Hi, Habrozhiteli! Previously, we translated the article
"Introduction to Apache Spark .
" Now you introduce you to the book of the same name written by Sandy Rizay, Uri Leserson, Sean Owen, Josh Wills.
In this practical book, four data analytics experts at Cloudera describe self-contained patterns for performing large-scale data analysis using Spark. The authors comprehensively review Spark, statistical methods and data sets collected in real-world conditions, and with these examples demonstrate solutions to common analytical problems.
Foreword
Since we started working on the Spark project in Berkeley, I have been striving not only to create fast parallel systems, but also to help more and more new people use large-scale calculations. That is why I am so pleased with the release of this book, written by four data science experts and dedicated to advanced analytics techniques using Spark. Sandy, Uri, Sean and Josh worked for a long time with Spark and have compiled a wonderful selection of materials, containing both theory and examples in equal parts.
Most of all in this book, I like its orientation towards examples taken from real applications running on real data sets. It's not easy to find even one example, not to mention a dozen, covering large amounts of data that you could run on your laptop. However, the authors managed to create a similar compilation and set up everything to run these examples on Spark. Moreover, the authors described in the book not only the basic algorithms, but also the complex nuances of data preparation and model tuning necessary to achieve good results in practice. You can take fragments from these examples and use them to solve your own problems.
')
Big data processing today is undoubtedly one of the most exciting areas of computing technology, still rapidly developing and full of new ideas. I hope that our book will help you get started in this exciting new field.
Matey Zechariah,
technical director of the company
Databricks and Vice President Apache SparkIntroduction
Sandy reeseI am not one of those who often regret something, but that rare moment of laziness in 2011, when I was looking for a way to best distribute the complex tasks of discrete optimization between clusters of computers, obviously did not bring anything good. My consultant told me about this new-fangled Spark, about which he had heard, and I essentially rejected this idea as too good to be true, and hurried back to writing a bachelor’s degree in MapReduce. Since then, both of us - Spark and I - have matured somewhat, but only one of us has experienced a rapid take-off, speaking of which, it is almost impossible to refrain from puns on the topic of fire1. Two years have passed, and it has become absolutely clear that Spark deserves attention.

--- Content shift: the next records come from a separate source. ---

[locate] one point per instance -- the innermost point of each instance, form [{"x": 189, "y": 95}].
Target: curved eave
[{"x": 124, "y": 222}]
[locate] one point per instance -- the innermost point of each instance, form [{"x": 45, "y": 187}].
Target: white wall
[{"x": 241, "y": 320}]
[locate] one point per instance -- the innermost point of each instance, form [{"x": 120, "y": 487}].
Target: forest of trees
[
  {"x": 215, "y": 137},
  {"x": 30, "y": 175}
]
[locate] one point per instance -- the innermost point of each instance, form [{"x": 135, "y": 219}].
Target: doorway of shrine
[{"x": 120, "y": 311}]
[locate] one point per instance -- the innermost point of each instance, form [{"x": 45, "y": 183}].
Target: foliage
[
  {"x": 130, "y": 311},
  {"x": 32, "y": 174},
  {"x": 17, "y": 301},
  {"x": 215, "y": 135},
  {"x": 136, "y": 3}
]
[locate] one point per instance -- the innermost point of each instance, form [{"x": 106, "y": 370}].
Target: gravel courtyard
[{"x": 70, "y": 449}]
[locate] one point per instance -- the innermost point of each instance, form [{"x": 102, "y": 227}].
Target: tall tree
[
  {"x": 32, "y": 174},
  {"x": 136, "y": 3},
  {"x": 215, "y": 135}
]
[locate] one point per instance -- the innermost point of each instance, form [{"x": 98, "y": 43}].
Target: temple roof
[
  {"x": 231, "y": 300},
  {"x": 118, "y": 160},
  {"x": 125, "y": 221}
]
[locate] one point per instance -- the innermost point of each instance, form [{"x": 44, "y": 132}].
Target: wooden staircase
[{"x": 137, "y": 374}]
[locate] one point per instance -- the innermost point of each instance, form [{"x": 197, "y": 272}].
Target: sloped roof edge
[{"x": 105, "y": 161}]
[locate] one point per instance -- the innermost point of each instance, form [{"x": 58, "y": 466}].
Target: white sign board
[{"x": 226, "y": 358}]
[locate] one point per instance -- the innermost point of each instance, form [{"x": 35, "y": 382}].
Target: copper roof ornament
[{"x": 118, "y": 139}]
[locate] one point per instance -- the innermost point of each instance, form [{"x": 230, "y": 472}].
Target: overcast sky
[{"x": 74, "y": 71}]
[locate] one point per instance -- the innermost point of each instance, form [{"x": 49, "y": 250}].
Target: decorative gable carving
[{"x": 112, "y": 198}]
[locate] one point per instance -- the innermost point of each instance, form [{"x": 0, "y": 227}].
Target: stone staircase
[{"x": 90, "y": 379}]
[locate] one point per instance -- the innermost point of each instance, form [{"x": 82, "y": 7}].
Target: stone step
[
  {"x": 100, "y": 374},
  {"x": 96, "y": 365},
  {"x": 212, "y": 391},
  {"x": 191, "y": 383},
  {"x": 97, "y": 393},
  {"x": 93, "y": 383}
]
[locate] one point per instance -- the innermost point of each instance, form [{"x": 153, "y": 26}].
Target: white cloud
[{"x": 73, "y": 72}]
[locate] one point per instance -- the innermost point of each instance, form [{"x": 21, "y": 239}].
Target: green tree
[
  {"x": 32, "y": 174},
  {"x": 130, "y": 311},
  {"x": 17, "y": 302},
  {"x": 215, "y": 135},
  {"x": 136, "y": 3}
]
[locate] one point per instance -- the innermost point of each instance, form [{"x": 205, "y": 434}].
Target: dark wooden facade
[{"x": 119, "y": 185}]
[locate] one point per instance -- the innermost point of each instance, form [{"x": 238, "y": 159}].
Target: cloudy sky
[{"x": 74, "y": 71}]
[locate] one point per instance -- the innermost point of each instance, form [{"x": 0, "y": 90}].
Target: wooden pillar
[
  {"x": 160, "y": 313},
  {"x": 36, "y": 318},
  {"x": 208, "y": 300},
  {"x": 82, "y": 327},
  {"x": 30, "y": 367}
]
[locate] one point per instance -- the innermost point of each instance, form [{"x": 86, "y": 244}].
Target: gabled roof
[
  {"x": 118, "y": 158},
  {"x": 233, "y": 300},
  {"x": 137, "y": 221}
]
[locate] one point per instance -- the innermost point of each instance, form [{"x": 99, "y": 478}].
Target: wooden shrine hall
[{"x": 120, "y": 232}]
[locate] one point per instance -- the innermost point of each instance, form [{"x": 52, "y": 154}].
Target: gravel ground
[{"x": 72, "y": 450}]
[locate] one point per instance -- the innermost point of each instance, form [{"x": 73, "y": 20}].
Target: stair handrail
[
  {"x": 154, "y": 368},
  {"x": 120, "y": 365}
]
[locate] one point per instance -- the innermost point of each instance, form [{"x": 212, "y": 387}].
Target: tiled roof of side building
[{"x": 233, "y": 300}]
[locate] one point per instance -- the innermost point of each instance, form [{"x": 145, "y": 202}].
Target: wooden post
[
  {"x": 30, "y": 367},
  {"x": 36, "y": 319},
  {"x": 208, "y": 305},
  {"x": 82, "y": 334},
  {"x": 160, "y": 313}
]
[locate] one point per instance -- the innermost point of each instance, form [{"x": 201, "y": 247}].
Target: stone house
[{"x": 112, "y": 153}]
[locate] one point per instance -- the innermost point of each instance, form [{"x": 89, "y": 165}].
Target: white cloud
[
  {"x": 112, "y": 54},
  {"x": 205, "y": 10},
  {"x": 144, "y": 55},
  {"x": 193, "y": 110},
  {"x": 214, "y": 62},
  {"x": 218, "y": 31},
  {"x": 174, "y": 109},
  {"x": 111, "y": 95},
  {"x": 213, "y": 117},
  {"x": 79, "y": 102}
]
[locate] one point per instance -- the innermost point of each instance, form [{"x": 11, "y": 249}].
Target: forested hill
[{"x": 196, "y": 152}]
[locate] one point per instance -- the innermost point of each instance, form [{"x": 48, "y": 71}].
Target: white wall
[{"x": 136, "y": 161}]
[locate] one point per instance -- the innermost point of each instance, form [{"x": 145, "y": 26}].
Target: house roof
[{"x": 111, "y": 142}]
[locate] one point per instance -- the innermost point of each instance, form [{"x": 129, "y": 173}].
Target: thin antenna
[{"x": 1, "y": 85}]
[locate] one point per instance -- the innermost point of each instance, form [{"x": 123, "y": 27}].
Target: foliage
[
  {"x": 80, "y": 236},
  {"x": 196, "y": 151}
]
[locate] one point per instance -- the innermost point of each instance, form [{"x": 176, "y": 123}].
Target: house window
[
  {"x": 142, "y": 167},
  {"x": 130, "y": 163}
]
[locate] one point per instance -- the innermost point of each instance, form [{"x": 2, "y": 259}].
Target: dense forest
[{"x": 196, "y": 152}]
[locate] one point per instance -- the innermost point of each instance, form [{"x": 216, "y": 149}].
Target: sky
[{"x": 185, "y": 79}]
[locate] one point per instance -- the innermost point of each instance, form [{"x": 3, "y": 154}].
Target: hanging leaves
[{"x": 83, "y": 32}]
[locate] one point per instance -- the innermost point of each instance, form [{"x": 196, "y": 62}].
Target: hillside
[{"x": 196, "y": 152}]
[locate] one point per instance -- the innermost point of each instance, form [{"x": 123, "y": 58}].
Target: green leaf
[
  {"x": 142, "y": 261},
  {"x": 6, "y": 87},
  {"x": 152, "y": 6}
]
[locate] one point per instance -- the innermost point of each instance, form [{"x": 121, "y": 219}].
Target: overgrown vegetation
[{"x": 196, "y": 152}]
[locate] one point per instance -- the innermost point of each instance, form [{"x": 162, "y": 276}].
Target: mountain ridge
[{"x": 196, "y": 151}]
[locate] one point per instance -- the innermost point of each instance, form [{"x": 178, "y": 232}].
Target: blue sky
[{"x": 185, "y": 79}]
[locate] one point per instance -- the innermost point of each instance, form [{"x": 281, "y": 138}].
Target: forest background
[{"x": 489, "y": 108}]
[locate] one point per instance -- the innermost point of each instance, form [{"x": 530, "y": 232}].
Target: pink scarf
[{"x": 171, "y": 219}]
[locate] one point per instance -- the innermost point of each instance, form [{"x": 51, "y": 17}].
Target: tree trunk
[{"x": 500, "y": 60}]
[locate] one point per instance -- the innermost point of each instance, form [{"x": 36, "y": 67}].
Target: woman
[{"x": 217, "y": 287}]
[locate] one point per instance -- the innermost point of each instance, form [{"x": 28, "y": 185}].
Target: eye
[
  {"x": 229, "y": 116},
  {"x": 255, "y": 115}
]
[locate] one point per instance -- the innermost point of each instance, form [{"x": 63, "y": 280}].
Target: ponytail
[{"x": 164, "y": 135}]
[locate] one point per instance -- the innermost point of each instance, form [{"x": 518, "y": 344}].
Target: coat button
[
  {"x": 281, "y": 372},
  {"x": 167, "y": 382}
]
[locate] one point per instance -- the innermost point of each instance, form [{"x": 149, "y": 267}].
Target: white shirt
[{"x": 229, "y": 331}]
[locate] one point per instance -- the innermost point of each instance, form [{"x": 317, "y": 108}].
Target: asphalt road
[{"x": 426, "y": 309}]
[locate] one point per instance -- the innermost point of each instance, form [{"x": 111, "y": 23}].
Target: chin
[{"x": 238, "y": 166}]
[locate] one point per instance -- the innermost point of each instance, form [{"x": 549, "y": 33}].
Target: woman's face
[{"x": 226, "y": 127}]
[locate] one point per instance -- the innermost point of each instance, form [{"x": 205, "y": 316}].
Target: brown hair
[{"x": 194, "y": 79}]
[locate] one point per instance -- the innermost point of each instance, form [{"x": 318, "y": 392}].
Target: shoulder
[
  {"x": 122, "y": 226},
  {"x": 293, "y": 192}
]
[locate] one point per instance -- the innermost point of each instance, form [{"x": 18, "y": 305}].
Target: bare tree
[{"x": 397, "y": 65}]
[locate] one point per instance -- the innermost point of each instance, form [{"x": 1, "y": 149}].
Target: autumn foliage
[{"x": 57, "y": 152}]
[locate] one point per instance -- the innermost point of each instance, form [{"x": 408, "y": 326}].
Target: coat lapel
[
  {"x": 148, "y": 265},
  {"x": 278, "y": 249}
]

Spark's predecessors, which make up the extensive family tree, starting with MPI and ending with MapReduce, allow you to write programs that use large resources while hiding small details of the work of distributed systems. Whatever data processing needs prompted the development of such frameworks, to some extent the scope of big data has become so connected with them that its scope is determined by what these frameworks can handle. Spark promises further evolution: to make writing distributed programs similar to writing programs as usual.
Spark perfectly raises the performance of the ETL pipelines and eliminates the headache that causes MapReduce programmers to cause daily desperate appeals to the gods of Hadoop (“Why? But for me, the most exciting thing about this has always been the provision of opportunities for systems analytics. Thanks to a paradigm that supports iterative algorithms and interactive learning mode, Spark finally became the open source framework that allowed data explorers to work effectively with large data sets.
In my opinion, it is best to teach data science with examples. To this end, my colleagues and I wrote a book, trying to raise questions about the relationship between the most common algorithms, data sets and design patterns in large-scale analytics. This book is not intended to be read from cover to cover. Scroll to the page where you describe what you are trying to do or what you are interested in.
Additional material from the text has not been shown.